Navigation2 Controller plugin. Currently testing on ros2 foxy.
This is a controller (local trajectory planner) that implements model predictive path integral control to track a path with collision avoidance.
The main idea of the algorithm is to sample batch of control sequences with specified time step for each control, Having inital state of robot (pose, velocity) and batch of controls use iteratively "model" to predict real velocities for each time step in batch.
this can be explained as follows V(t+1) = M(t), where
- V(t+1) - predicted velocities of batch at time step t + 1
- M(T) - Function that predicts real velocities at t + 1 step, by given velocities and control actions at t step.
Then velocities integrated to get trajectories. For each trajectory, the cost function is calculated. All control sequences are weighted by trajectories costs using softmax function to get final control sequence.

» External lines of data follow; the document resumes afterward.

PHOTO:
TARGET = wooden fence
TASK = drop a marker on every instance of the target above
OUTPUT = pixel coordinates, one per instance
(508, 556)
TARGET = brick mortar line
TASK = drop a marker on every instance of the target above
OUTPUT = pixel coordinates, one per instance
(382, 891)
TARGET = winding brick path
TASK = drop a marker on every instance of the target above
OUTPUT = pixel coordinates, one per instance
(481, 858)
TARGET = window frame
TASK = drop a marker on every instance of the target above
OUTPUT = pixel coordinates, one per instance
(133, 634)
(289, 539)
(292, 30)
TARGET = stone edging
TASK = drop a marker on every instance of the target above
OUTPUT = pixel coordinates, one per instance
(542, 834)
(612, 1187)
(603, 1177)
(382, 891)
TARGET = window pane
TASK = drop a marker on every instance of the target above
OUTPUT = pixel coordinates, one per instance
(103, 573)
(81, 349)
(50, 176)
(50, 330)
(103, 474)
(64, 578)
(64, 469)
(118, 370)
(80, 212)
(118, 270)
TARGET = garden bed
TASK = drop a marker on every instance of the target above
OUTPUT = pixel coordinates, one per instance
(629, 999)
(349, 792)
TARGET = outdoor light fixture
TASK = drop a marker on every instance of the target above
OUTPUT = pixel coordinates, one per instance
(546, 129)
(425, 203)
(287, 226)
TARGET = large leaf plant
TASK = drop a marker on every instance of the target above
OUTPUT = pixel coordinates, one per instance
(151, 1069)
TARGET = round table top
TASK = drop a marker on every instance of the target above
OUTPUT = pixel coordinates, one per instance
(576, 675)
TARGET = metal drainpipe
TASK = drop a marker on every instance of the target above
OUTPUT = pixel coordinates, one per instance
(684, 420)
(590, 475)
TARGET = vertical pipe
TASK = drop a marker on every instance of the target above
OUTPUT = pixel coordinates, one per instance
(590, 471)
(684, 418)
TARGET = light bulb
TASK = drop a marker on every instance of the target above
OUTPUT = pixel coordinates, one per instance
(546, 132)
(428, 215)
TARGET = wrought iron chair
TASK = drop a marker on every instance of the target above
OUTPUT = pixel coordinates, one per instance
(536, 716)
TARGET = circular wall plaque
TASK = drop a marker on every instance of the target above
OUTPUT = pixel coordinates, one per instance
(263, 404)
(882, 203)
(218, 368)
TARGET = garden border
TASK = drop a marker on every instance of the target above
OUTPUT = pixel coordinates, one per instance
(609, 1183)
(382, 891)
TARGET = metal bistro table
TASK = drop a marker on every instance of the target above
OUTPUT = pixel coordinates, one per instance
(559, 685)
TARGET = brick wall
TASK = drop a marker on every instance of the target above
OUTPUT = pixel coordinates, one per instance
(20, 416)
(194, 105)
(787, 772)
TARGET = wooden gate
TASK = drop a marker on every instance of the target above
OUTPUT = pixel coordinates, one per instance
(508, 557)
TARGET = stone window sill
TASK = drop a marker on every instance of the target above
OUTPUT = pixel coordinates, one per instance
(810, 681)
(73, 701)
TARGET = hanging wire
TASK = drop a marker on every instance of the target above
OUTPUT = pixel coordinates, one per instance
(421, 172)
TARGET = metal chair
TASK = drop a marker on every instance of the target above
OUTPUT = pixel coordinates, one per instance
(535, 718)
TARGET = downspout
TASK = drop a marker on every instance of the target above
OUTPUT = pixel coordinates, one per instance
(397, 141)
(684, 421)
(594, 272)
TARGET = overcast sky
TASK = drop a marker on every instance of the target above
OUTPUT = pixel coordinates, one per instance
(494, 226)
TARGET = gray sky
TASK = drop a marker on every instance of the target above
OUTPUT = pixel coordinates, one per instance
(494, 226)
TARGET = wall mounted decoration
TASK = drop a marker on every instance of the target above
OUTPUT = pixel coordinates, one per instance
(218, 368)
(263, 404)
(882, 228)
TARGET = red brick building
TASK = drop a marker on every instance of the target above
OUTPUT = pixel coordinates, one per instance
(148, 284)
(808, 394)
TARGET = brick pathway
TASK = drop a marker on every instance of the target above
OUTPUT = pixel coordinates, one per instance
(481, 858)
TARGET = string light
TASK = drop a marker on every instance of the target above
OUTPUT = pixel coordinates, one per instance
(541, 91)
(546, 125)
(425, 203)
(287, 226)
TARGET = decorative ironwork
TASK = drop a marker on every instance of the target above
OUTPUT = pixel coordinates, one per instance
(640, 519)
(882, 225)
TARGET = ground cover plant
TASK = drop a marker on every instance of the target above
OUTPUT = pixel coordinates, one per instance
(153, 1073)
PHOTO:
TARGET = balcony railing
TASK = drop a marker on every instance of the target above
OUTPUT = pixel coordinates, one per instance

This uses the usual ROS tools for dependency management, so please use rosdep
to install the dependencies.
Note: If running on Ubuntu 20.04 or other OS's that xtensor
is not released in binary form, please manually install xtensor
v 0.24.0 and xtl
v 0.7.0. These are simply headers so the install process is trivially short, unfortunately the xtensor
project isn't available in package managers in some common-place operating systems (albeit, all necessary ROS OS versions) so you may be required to do this yourself if building from source.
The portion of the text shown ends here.